We can optimize this path with best transpositions to get it down to 10,877 by deterministic best mutations or when we randomize the choice of mutation among the best ones. It means that this point is quite attractive. Or worth if we completely randomize the mutation. We stop the process at this point.

Conclusion regarding TSP problem with genetic algorithm and best neighbour

We see that a genetic algorithm does not require a large population to perform. This seems in contradiction with a lot of litterature and it is counter-intuitive. We also observed that it is difficult to predict the effect of selection process. However, it is clear that the use of an optimized mutation is very useful in both cases even if the computational cost can not be neglected. It could be interesting to study other methods like different types of crossover or different types of mutations or introducing new individuals every so many generation.

As a remark, we can also note that the package jmetalpy is in many aspects not optimized and may even contain small mistakes. Hovever, the code is simple enough to be proofread.

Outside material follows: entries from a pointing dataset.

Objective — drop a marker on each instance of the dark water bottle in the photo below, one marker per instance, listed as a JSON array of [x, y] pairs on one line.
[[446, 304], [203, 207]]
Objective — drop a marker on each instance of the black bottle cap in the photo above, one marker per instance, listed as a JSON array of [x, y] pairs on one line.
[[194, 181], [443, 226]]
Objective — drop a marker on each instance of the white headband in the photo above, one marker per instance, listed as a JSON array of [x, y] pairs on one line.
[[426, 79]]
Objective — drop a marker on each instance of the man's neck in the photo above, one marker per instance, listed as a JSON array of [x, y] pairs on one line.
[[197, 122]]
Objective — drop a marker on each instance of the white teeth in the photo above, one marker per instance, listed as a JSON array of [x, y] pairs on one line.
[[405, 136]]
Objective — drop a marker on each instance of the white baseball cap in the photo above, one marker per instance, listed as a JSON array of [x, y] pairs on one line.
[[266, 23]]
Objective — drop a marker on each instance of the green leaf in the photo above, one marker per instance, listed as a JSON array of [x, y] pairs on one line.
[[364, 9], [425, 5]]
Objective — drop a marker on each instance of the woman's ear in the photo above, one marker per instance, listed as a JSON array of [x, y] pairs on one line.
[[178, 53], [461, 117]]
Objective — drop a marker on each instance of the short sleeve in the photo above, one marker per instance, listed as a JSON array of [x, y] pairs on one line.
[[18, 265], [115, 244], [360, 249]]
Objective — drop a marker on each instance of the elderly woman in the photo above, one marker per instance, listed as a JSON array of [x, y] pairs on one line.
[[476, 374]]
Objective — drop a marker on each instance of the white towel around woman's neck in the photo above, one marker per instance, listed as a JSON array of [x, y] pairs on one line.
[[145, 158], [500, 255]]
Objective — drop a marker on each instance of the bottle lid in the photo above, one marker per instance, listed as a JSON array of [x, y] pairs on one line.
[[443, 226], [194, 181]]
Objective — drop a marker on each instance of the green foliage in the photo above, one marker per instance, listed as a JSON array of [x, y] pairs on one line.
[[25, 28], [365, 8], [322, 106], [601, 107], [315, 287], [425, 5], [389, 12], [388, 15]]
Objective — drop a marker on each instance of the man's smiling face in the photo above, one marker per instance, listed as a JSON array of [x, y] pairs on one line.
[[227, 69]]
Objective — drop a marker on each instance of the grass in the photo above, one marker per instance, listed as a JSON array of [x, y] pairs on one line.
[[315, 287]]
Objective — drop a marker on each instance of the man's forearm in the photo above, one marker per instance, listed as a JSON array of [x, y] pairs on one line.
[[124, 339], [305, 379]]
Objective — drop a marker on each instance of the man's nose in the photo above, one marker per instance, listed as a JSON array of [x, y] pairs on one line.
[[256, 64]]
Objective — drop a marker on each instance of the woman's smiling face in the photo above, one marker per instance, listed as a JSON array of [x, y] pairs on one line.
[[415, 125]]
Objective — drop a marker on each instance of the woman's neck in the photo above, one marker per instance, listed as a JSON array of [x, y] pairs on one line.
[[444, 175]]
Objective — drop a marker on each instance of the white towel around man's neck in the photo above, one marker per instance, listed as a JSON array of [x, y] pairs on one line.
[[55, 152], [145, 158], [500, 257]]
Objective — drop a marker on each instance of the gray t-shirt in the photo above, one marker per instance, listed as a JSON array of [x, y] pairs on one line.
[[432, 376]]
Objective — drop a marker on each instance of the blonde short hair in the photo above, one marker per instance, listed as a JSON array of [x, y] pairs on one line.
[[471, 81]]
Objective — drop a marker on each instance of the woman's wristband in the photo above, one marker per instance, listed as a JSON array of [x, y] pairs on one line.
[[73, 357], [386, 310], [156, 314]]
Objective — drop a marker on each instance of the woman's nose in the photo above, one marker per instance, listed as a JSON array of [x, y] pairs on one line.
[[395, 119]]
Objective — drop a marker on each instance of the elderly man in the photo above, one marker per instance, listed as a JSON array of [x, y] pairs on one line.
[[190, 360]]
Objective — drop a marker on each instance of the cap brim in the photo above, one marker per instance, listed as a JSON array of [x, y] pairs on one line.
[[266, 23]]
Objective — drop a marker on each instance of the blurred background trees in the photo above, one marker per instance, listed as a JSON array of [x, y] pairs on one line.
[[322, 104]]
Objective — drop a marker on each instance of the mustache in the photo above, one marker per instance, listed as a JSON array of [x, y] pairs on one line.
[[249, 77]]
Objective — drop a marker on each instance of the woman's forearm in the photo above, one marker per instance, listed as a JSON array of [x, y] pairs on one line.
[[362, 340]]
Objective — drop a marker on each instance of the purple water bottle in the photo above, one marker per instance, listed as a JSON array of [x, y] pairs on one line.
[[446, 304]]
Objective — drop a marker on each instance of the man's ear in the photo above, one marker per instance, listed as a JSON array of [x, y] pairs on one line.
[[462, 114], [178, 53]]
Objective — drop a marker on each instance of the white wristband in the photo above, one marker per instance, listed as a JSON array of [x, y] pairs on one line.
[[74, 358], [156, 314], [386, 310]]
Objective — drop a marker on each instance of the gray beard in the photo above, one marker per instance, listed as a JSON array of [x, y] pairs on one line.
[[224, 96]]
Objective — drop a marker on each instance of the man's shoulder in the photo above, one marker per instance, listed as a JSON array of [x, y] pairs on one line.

We also observed that the best neighbour algorithm is very efficient, especially if combined with a best transposition descent algorithm. Finding the best path from a given city is a computation of order n . Finding the best path among all cities is of order n therefore the algorithm is of order n^2 . Finding the best mutation for a given path should be of order n^2 (test each mutation among n ( n - 1 ) ) but with numpy optimized arrays, it is possible to reduce it to get a power of n between 1 and 2 . I don't know about the length of the descent but it should somehow grow with n too.

Optimize shifted sphere function in dimension d = 50 and d = 500

Description of the function : CEC2008_TechnicalReport.pdf
Data source : data.py
OPEN MAIN CODE : Function_sphere.py
OPEN UTILITIES : Functions_util.py

For reproducibility, results are presented with random.seed(2610) and rng = default_rng(1611) .

The bias is set to -450, the shift may vary within the hypercube centered on the origin with side length 200 .
This is a non-linear real continuous function. We can first use a gradient method with estimated gradient descent.

Gradient descent algorithm

Gradient descent with random data

We test our method 25 times with random values of the shifts to be sure that our result does not depend on the specificity of the given data. Indeed, this method is deterministic and it does not make sense to test it several times on the same initial value.

Usually, the gradient method is used when we know the gradient function but it is possible to implement it with an estimated value of the gradient. The cost is of order d . Note that this algorithms can also be used for a local optimization after a global search with another method. For a real function, it seems important to me to try this method before anything.

Results for an estimated gradient descent with optimized step and adjusted learning rate (target value is -450) :

We estimate gradient with a minimal step : eps = 10^-4
Learning rate is : ro = 0.5 to move fast at the beginning, divided by 10 after 25 steps and again after 50 steps.
Minimal step to stop is : dimension * 10^-4 (minimal step is the euclidian norm of the move, scaling is necessary)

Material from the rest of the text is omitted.